The Tool Loop Pattern

In practice, an AI agent often needs to call multiple tools in sequence — search for information, then look up a record, then take an action. This requires a tool loop.

messages = [
    {"role": "system", "content": system_prompt},
    {"role": "user", "content": user_message}
]

while True:
    response = client.chat.completions.create(
        model="gpt-4o",
        messages=messages,
        tools=tools
    )

    assistant_message = response.choices[0].message

    if not assistant_message.tool_calls:
        # No more tool calls — return the final response
        print(assistant_message.content)
        break

    messages.append(assistant_message)

    for tool_call in assistant_message.tool_calls:
        result = execute_tool(tool_call.function.name, tool_call.function.arguments)
        messages.append({
            "role": "tool",
            "tool_call_id": tool_call.id,
            "content": str(result)
        })

This loop continues until the LLM generates a text response instead of a tool call — signaling that it has gathered enough information to answer.

Limiting tool calls

Without limits, the agent could loop indefinitely. Always set a maximum.

MAX_TOOL_CALLS = 5
tool_call_count = 0

while tool_call_count < MAX_TOOL_CALLS:
    response = client.chat.completions.create(...)
    if not assistant_message.tool_calls:
        break
    tool_call_count += len(assistant_message.tool_calls)

Writing Good Function Descriptions

The quality of your function descriptions directly determines how reliably the LLM selects the right function and passes correct arguments. This is prompt engineering for tools.

Rules for function descriptions

Be specific about what the function does:

Bad:  "Gets data"
Good: "Retrieves the current shipping status, tracking number, and estimated
       delivery date for a customer order by its order ID"

Describe parameter formats and constraints:

Bad:  "date": { "type": "string", "description": "Date" }
Good: "date": { "type": "string", "description": "Date in YYYY-MM-DD format (e.g., 2026-03-04)" }

Specify when to use the function vs when not to:

"description": "Search the product catalog for items matching a query.
Use this for product-related questions. Do NOT use this for order status
or account questions — use get_order_status or get_account_info instead."

Use enum types to restrict parameter values:

"status_filter": {
    "type": "string",
    "enum": ["pending", "shipped", "delivered", "returned"],
    "description": "Filter orders by status"
}

Parallel Function Calling

GPT-4o and Claude can request multiple function calls in a single response. This is useful when the agent needs independent data from multiple sources.

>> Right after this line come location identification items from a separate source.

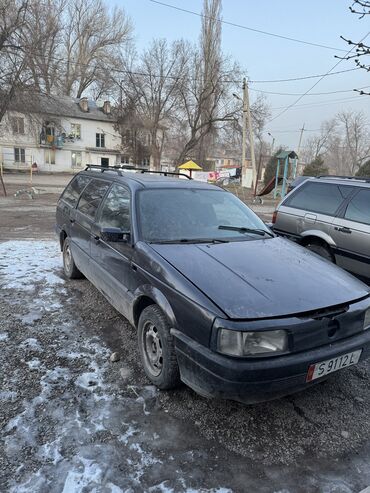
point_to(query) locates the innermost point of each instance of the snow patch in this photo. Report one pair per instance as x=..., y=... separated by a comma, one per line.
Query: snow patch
x=24, y=261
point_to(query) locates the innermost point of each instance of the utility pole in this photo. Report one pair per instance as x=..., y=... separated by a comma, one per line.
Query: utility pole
x=247, y=116
x=300, y=139
x=299, y=148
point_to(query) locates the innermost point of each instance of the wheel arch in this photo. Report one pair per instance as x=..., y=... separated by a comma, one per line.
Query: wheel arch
x=317, y=237
x=149, y=295
x=62, y=236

User: "Compare my last order with my current subscription"

LLM responds with TWO tool calls:
  1. get_recent_orders(customer_id="C-123", limit=1)
  2. get_subscription(customer_id="C-123")

Both calls can execute in parallel, and results are returned together. This halves the latency compared to sequential calls.

import asyncio

async def handle_parallel_calls(tool_calls):
    tasks = [
        execute_tool_async(tc.function.name, tc.function.arguments)
        for tc in tool_calls
    ]
    results = await asyncio.gather(*tasks)
    return results

Security Considerations

Function calling gives the LLM indirect access to your systems. Take security seriously.

Input validation

Never trust the LLM's arguments blindly. Validate every parameter before execution.

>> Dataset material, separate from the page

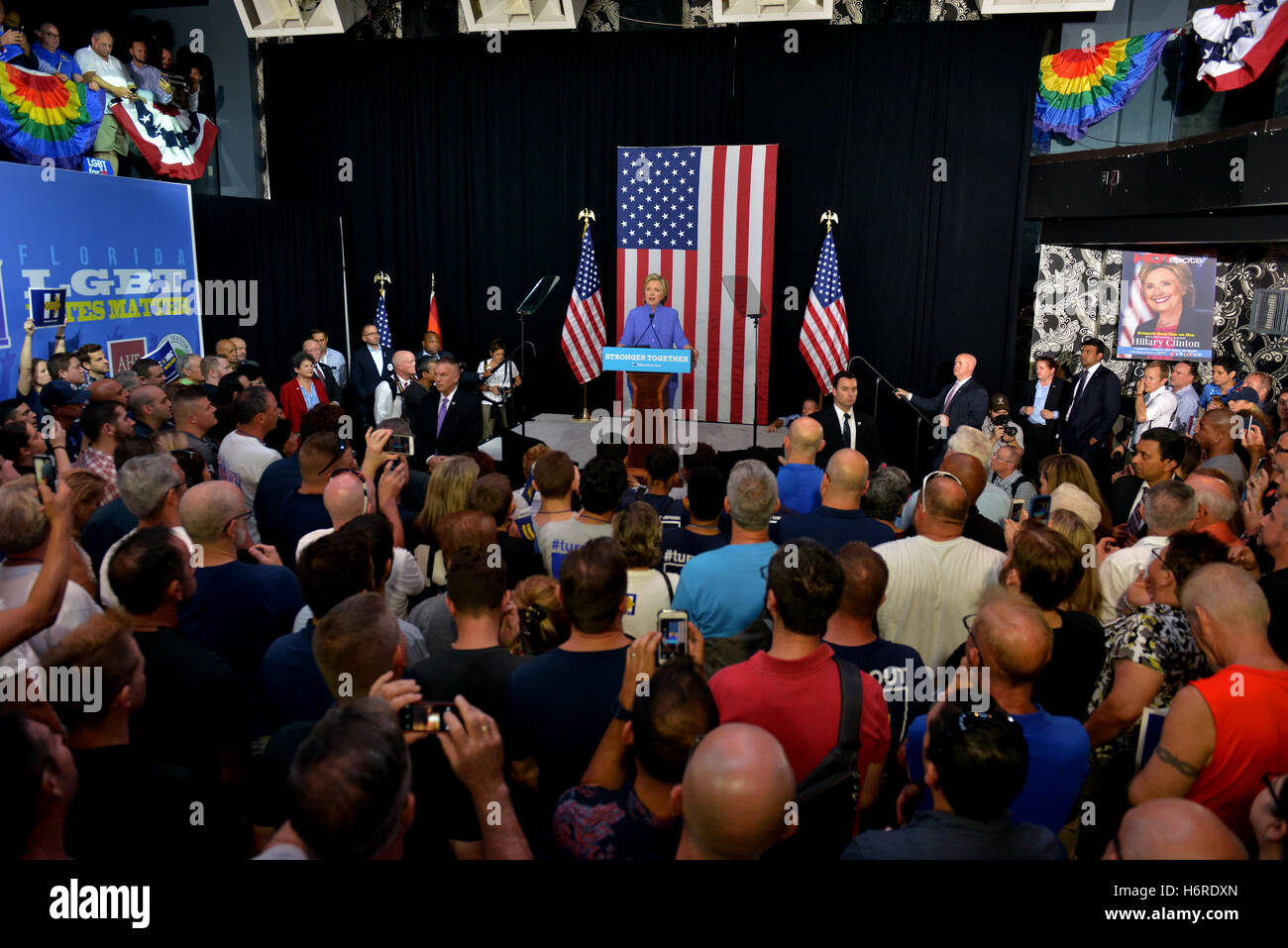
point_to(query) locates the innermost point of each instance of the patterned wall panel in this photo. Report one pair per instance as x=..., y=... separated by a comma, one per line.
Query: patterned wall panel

def get_order_status(order_id: str) -> str:
    if not re.match(r'^ORD-\d{5,10}$', order_id):
        return "Invalid order ID format"
    order = db.orders.find_one({"id": order_id})
    if not order:
        return "Order not found"
    return f"Status: {order['status']}, Tracking: {order['tracking']}"

Authorization boundaries

Not every function should be available to every user. Implement per-user tool access.

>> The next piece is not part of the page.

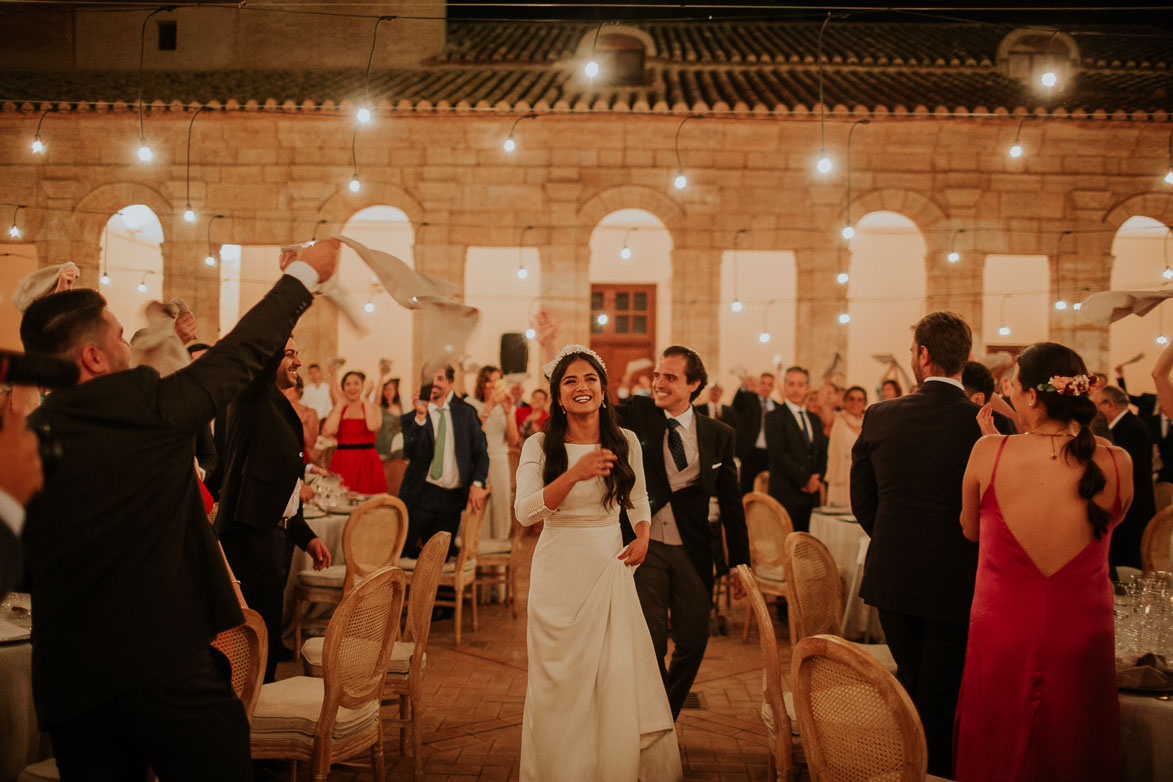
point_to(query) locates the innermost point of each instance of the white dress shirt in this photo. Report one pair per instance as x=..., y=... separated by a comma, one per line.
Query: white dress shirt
x=664, y=528
x=451, y=476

def get_available_tools(user_role: str) -> list:
    base_tools = [search_knowledge_base, get_order_status]
    if user_role == "admin":
        return base_tools + [process_refund, update_account]
    return base_tools

Rate limiting

Prevent runaway agents from overwhelming your systems.

Audit logging

Log every function call with the user context, arguments, result, and timestamp. This is essential for debugging, security, and compliance. See our AI governance guide.

Function Calling vs MCP

Function calling is the low-level mechanism. Model Context Protocol (MCP) is the high-level standard built on top of it.

Aspect	Function Calling	MCP
Scope	Single model, single application	Universal standard across models
Discovery	You define tools in code	Client auto-discovers tools from servers
Portability	Model-specific API format	Works across any MCP-compatible model
Ecosystem	Custom per project	Growing ecosystem of pre-built servers
Best for	Simple applications with few tools	Complex applications with many tools or multi-model support

Rule of thumb: Use native function calling for simple agents with 1–5 tools. Use MCP when you have many tools, need model portability, or are building a platform.

Structured Outputs and Strict Mode (2026)

OpenAI's Structured Outputs (launched August 2024, stable in gpt-4o-2024-08-06 and later) and Anthropic's tool-use schema validation have dramatically reduced schema-compliance failures. Enable them.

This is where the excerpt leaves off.